The potential permitting of injection for flowback fluids in England and Wales is particularly concerning as there is a complete lack of research on the compositions of the waste water and potential chemical reactions in the subsurface. There has been only one high-volume hydraulic fracturing operation, performed on the Bowland Shale in Lancashire by Cuadrilla, from which we can analyse the chemistry of the associated flowback water. As part of Third Energy’s planning application for a non-shale gas related produced water disposal well into the Sherwood Sandstone at Ebberston Moor (formerly the Lockton gas field) in Yorkshire, they provide compositional data for the produced water arising from their conventional gas operations in the area.
Figure 2 – Geochemistry of produced water from conventional hydrocarbon extraction by Third Energy at Ebbertson Moor, and unconventional hydraulic fracturing of shale by Cuadrilla at Preese Hall.
Flowback water data is from unconventional operations in the Bowland shale, produced water data is from conventional operations in the Kirkham Abbey, deep Permian sands.
A simple comparison, as shown in Figure 2, shows that there is a considerable difference between the chemistry of two waters, with Cuadrilla’s flowback fluids being significantly higher in heavy metals, lower in dissolved salts and reduced in sulphate and nitrate. Unfortunately levels of NORMs in Third Energy’s produced waters are not available so a comparison with those in Cuadrilla’s flowback fluids cannot be made. It is essential that the chemistry of the flowback fluids from shale gas operations is better known to understand how they will react in the subsurface if re-injected for disposal, or how they can be safely treated for surface disposal instead.

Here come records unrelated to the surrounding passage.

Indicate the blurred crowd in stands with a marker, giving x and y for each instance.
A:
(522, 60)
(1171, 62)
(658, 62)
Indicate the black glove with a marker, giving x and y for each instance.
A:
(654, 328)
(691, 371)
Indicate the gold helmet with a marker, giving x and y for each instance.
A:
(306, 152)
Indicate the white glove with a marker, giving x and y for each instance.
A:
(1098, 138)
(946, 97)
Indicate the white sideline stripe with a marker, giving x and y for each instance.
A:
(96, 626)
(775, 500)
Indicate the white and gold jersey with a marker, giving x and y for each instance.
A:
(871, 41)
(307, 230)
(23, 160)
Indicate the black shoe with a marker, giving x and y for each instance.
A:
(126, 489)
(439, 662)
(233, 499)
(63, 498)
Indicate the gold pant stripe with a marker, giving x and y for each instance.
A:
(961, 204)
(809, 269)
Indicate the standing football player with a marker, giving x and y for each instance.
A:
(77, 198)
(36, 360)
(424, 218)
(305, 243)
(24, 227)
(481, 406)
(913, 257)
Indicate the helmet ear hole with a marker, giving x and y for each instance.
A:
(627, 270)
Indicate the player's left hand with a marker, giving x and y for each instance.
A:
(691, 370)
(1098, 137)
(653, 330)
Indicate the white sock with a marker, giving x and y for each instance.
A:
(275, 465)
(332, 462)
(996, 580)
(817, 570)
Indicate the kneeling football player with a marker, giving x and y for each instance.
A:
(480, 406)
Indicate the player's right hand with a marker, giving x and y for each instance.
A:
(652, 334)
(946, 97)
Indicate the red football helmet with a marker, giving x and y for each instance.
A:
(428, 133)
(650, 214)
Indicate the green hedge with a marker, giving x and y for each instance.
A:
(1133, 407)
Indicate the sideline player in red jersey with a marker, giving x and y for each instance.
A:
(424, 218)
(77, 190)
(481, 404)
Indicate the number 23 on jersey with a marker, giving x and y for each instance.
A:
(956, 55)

Actions and legislation needed
If the UK is to dispose of high-volume flowback fluids from shale gas by using re-injection into geological formations, much further research into the potential risks of the process and how to reduce them is required. Lessons from the US, where the process has been linked to induced local seismicity and environmental contamination due to poor well construction, have to be learned and not repeated.
We have not been able to discover any research into the potential seismic hazard posed by existing or future injection of wastewater in the UK. Should high volume re-injection activity of flowback fluid be carried out in the UK, it must be carefully monitored to comply with the established traffic light scheme which will be used to measure for induced seismicity from future fracking operations. We also strongly recommend that a research based, industry accepted code of best practice, from which the regulators can adapt the legislation to reduce the risk of environmental contamination must be established before any flowback fluid re-injection permits are granted.